Mahkemece bozma ilamına uyularak yeniden yapılan yargılama sonucunda; davanın bir kısım davacılar yönünden usulden reddine, bir kısım davacılar yönünden kabulüne karar verilmiştir.
Mahkeme kararı davalı idare vekili tarafından temyiz edilmekle; kesinlik, süre, temyiz şartı ve diğer usul eksiklikleri yönünden yapılan ön inceleme sonucunda;
Miktar veya her paydaş için değeri temyiz kesinlik sınırını aşmayan taşınır mal ve alacak davalarına ilişkin nihai kararlar 6100 sayılı Hukuk Muhakemeleri Kanunu'nun (6100 sayılı Kanun) geçici 3 üncü maddesi uyarınca uygulanmasına devam olunan mülga 1086 sayılı Hukuk Usulü Muhakemeleri Kanunu'nun (1086 sayılı Kanun) 427 nci maddesi uyarınca temyiz edilemez. Temyize konu edilen miktarın kesinlik sınırının altında kalması hâlinde 6100 sayılı Kanun'un geçici 3 üncü maddesi uyarınca uygulanmasına devam olunan mülga 1086 sayılı Kanun'un 427 ve 432 nci maddeleri uyarınca temyiz dilekçesinin reddine karar vermek gerekir.
Mahkemenin karar tarihi itibarıyla kesinlik sınırı 5.810,00 TL dir. Davacılardan ..., ..., ..., ..., ..., ... ve ... yönünden hüküm altına alınan bedeller 5.810,00 TL nin altında kaldığından, davalı idare vekilinin işbu davacılara yönelik temyiz taleplerinin reddine karar vermek gerekmiştir.

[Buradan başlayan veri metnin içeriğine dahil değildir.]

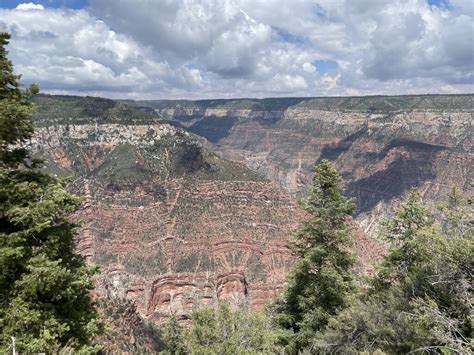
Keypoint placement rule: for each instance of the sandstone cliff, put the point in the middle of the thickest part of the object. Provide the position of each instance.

Davalı idare vekilinin temyiz dilekçesinin yukarıda belirtilen davacılar haricindeki davacılara ilişkin olarak kabulüne karar verildikten ve Tetkik Hâkimi tarafından hazırlanan rapor dinlendikten sonra dosyadaki belgeler incelenip gereği düşünüldü:
I. DAVA
Davacılar vekili dava dilekçesinde özetle; İstanbul ili, Silivri ilçesi, ... Mahallesi 153 ada 8 parsel sayılı taşınmaza fiilen el atıldığından tazminat bedelinin davalı idareden tahsiline karar verilmesini talep etmiştir.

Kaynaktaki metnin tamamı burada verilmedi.